The fire, which occurred on Oct. 25, killed one person and left at least 15 people displaced, including Jason Rempel, who only has a few days to pack and store any salvageable belongings from his apartment.
“There’s a lot of anxiety. It’s been a very challenging week. None of us could have expected that we’d be facing homelessness, but unfortunately now has become a reality,” he said, adding that some of those impacted are seniors and people living with disabilities.
Rempel and his neighbours are currently staying at Chateau Victoria until Friday but any temporary relief provided by Red Cross ends this week.
Rempel said he doesn’t know where they’ll go after that.
“The building that we were living in was very low rent for the city of Victoria. Some people had been in that building for over 20 years. So, trying to find something in the market right now comparable is almost impossible,” he said.
Some members of the local community have come together to help, raising money through GoFundMe pages.
“I feel so grateful and fortunate for all the support we’ve received so far. Anything helps,” said Rempel.
Diana Gibson, the executive director of the Community Social Planning Council of Greater Victoria said this isn’t a permanent solution.
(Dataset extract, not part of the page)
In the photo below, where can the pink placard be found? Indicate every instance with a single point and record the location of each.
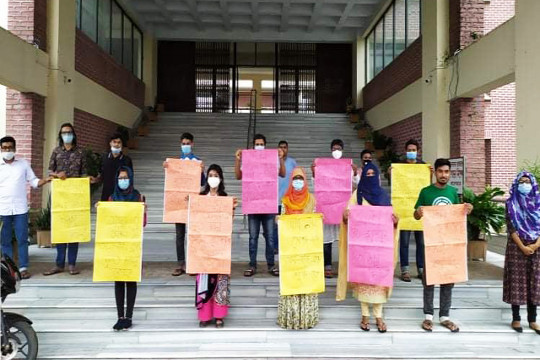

“You know, it’s great to see the community come together to help individuals in crisis, but really, as a country, Canada has always prided itself on taking care of its citizens and we shouldn’t be in a position where citizens don’t have options and are forced to go to crowd-sourcing on the internet,” she explained.
She said all levels of government must intervene and make housing affordable, especially with the cost of living increasing.
According to a new report by the Living Wage for Families Campaign, the living wage for families in Victoria has jumped to $20.46 an hour from $19.39 in 2019.
“Many tenants that are currently in rental units are scared to raise concerns around the conditions because the market is so tight and they’re so vulnerable,” Gibson said, adding that this leads to sub-standard housing that is more susceptible to dangers, such as fires.